Tensor Algebraic Property Skeletons: Amplifying Property-Based Testing for AI Compilers

Deep learning (DL) compilers such as TVM and ONNX-MLIR lower tensor computation graphs into optimized executables for target backends. Testing these AI compilers has made substantial progress in generating well-formed inputs in the context of fuzzing; however, such generation alone does not catch semantic drifts from algebraic invariants that graph transformations and optimizations are expected to preserve. While tensor algebra has been studied for decades, it has not been transformed into executable property-based tests (PBTs) for DL compilers because doing so requires jointly constructing operators, inputs, and test oracles. The central challenge is no longer generating well-formed inputs for fuzzing DL compilers, but bootstrapping executable PBTs with such inputs and oracles based on tensor algebra. We realize this vision in Propilot, an LLM-driven agentic property-based testing framework for DL compilers with GPT 5.5. First, Propilot represents tensor algebra knowledge as reusable property skeletons, each coupled with operator constraints, shape and value rules, and oracle templates. Second, given a target compiler, Propilot instantiates these skeletons into executable PBTs by generating paired tensor computation graphs, concrete tensor inputs, and expected semantic relations as oracles. Next, to prevent generated tests from degenerating into invalid or uninformative PBTs, Propilot validates each PBT candidate before execution for applicability and safety. Validation feedback, execution results, and coverage signals guide subsequent generation. We evaluate Propilot on TVM with 212 operators and 20 property skeletons, generating 4,579 PBTs. Compared with direct LLM-based PBT generation, Propilot reduces redundancy by 49% and eliminates invalid tests through explicit property skeletons. This effectiveness translates into finding semantic errors and numerical discrepancies.

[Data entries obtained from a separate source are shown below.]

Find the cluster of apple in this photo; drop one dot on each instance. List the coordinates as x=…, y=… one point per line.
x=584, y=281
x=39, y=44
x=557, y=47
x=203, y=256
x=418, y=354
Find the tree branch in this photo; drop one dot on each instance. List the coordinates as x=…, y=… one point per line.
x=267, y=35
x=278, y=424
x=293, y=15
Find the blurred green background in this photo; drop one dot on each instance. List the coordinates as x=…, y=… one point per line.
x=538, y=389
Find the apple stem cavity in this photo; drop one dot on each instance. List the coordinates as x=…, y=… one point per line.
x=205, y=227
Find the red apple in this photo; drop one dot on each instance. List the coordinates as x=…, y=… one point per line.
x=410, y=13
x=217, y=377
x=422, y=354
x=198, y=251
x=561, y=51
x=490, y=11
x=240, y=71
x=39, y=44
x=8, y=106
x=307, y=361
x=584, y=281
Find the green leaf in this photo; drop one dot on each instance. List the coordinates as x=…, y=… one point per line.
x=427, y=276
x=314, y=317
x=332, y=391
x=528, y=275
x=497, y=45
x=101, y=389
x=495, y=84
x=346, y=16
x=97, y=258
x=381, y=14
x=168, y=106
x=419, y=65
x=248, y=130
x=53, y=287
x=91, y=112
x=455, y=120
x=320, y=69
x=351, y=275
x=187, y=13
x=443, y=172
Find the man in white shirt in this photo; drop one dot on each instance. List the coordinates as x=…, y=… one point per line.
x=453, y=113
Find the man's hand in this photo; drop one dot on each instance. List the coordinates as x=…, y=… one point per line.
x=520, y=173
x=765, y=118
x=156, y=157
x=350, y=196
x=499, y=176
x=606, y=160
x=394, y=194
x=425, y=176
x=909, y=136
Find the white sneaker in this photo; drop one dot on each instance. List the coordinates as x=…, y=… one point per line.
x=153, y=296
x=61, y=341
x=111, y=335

翻译：深度学习（DL）编译器（如TVM和ONNX-MLIR）将张量计算图降级为面向目标后端的优化可执行文件。测试这些AI编译器在模糊测试中生成良好结构输入方面取得了显著进展；然而，仅靠这种生成无法捕捉到从代数不变量（即图变换和优化应保持的代数关系）中产生的语义漂移。尽管张量代数已研究数十年，但尚未转化为用于DL编译器的可执行基于性质的测试（PBTs），因为这样做需要联合构建算子、输入和测试预言机。核心挑战不再是生成用于模糊测试DL编译器的良好结构输入，而是基于张量代数使用这些输入和预言机引导可执行PBTs。我们通过Propilot实现了这一愿景，这是一款基于GPT 5.5、由LLM驱动的、面向DL编译器的智能体性质测试框架。首先，Propilot将张量代数知识表示为可重用的性质骨架，每个骨架包含算子约束、形状与数值规则以及预言机模板。其次，针对目标编译器，Propilot通过生成配对的张量计算图、具体张量输入以及作为预言机的预期语义关系，将这些骨架实例化为可执行PBTs。接着，为防止生成的测试退化为无效或无信息的PBTs，Propilot在执行前验证每个PBT候选者的适用性和安全性。验证反馈、执行结果和覆盖信号指导后续生成。我们在TVM上使用212个算子和20个性质骨架评估Propilot，生成了4,579个PBTs。与直接基于LLM的PBT生成相比，Propilot通过显式性质骨架将冗余减少了49%，并消除了无效测试。这种有效性转化为发现语义错误和数值差异。